Um der Delegation während ihres vierwöchigen Aufenthaltes etwas Abwechslung zu bieten, wurden neben der Besichtigung von Sehenswürdigkeiten in Berlin und Brandenburg auch der Besuch der InvestitionsBank des Landes Brandenburg sowie der Fachhochschule der Polizei des Landes Brandenburg organisiert. In Letzterer dozierte Herr Prof. Dr. Kirchhoff über die rechtmäßige Ausübung von Ermessen. Die indonesische Gesetzesvorlage enthält ebenso wie das deutsche VwVfG Vorschriften zur Ermessensausübung. Die Besonderheit des indonesisches Entwurfes ist der Gebrauch des Wortes „diskresi“, welches mit „freies Ermessen“ übersetzt werden kann. Dies ist jedoch der Grund dafür, dass Kritiker der Vorlage Willkürakte der Regierungsverwaltung befürchten. In der Fachhochschule der Polizei erfuhren die Delegierten, dass im deutschen Verwaltungsverfahren der Ausübung von Ermessen Grenzen gesetzt werden und im öffentlichen Dienst Beschäftigte keineswegs entscheiden können, wie es ihnen beliebt.

Die Delegierten zeigten sich überaus zufrieden mit dem Praktikum. Noch während des Aufenthalts der Delegation in Deutschland ereilte die LASA die Anfrage des indonesischen Ministeriums für Verwaltungsreform, ob die LASA bereit wäre, auch eine zweite oder dritte Delegation in Empfang zu nehmen. Auf die Zustimmung der LASA hin bleibt nur zu hoffen, dass die folgende Abordnung nächstes Jahr nicht den Zeitraum August bzw. September wählt. In diese Monate würde der islamische Fastenmonat Ramadan fallen. Da der überwiegende Teil der Delegierten muslimischen Glaubens war, nahmen die anderen Mitglieder und Herr Kartawidjaja auf diese Rücksicht. Keine Zurückhaltung hingegen mussten die MitarbeiterInnen der LASA zeigen, als auf die freundliche Einladung des Botschafters der Republik Indonesien auf einem kleinen Abschiedsfest schmackhafte indonesische Häppchen gereicht wurden. Dazu wurde noch neben der Überreichung von Gastgeschenken das Land in einem Videovortrag vorgestellt und ein indonesischer Tanz aufgeführt. Derzeit wartet das indonesische Kabinett auf die Zustimmung des Präsidenten, damit die Gesetzesvorlage dem Parlament vorgelegt werden kann. Der Präsident zögert jedoch, da er zum einen seine Kompetenzen beschnitten sieht. Zum anderen enthält die Vorlage anders als das deutsche VwVfG spezielle Regelungen zu Sanktionen. Nach diesen muss der Amtsinhaber, der einen Verwaltungsakt erlassen hat, bis zum Ablauf eines Jahres nach der Pensionierung mit Strafe rechnen, falls der Verwaltungsakt fehlerhaft ist. Zu den Amtsinhabern gehören der Präsident, der Minister, der Abteilungsleiter usw.

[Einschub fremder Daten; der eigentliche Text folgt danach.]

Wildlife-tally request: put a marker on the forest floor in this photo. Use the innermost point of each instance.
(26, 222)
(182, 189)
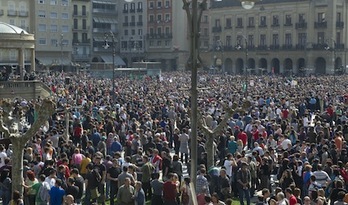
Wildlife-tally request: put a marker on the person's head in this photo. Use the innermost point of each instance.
(69, 200)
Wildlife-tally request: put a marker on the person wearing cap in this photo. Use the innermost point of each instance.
(243, 183)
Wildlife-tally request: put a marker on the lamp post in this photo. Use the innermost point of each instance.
(106, 46)
(239, 47)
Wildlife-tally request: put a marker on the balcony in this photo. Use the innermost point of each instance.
(216, 29)
(301, 25)
(81, 57)
(262, 47)
(339, 24)
(23, 13)
(11, 13)
(274, 47)
(77, 14)
(320, 24)
(287, 46)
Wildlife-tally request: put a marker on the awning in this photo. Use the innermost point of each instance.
(104, 20)
(53, 61)
(108, 59)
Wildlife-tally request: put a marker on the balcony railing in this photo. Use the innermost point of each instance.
(339, 24)
(274, 47)
(301, 25)
(216, 29)
(320, 24)
(23, 13)
(11, 13)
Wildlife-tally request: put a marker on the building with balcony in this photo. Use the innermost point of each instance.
(51, 23)
(81, 32)
(105, 32)
(16, 13)
(280, 36)
(132, 31)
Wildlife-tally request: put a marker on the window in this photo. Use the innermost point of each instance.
(75, 10)
(42, 41)
(54, 28)
(42, 27)
(302, 39)
(84, 24)
(217, 23)
(42, 14)
(151, 5)
(301, 18)
(65, 2)
(288, 19)
(54, 42)
(167, 17)
(251, 40)
(152, 19)
(288, 40)
(65, 28)
(321, 17)
(65, 16)
(228, 40)
(275, 20)
(239, 22)
(338, 17)
(251, 22)
(262, 40)
(275, 39)
(76, 23)
(321, 38)
(228, 23)
(263, 21)
(53, 15)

Soweit der indonesische Präsident seine Zustimmung erteilt, bedeutet dies jedoch nicht, dass das Gesetz zügig verabschiedet wird und auch zur Anwendung kommt. Der Grund dafür sind die vielen Hürden, die ein Gesetz in Indonesien nehmen muss, bis es letztlich angewandt werden kann. Zunächst bedarf ein solches Gesetz einer Regierungsverordnung, danach eines Ministerbeschlusses und letztlich eines Staatssekretär- oder Ministerialdirigentenbeschlusses. Diese Rechtsakte beinhalten Regelungen, die wohl am ehesten mit deutschen Verwaltungsvorschriften vergleichbar sind. Kommt der Prozess an irgendeiner Stelle ins Stocken, wird das Gesetz keine Anwendung finden. Durch den gestreckten zeitlichen Ablauf kommt es daher insbesondere im Rahmen eines Regierungswechsels häufig dazu, dass der Umsetzungsprozess abgebrochen wird.

Wir wollen es hoffen, dass dem Gesetzentwurf ein solches Schicksal erspart bleibt.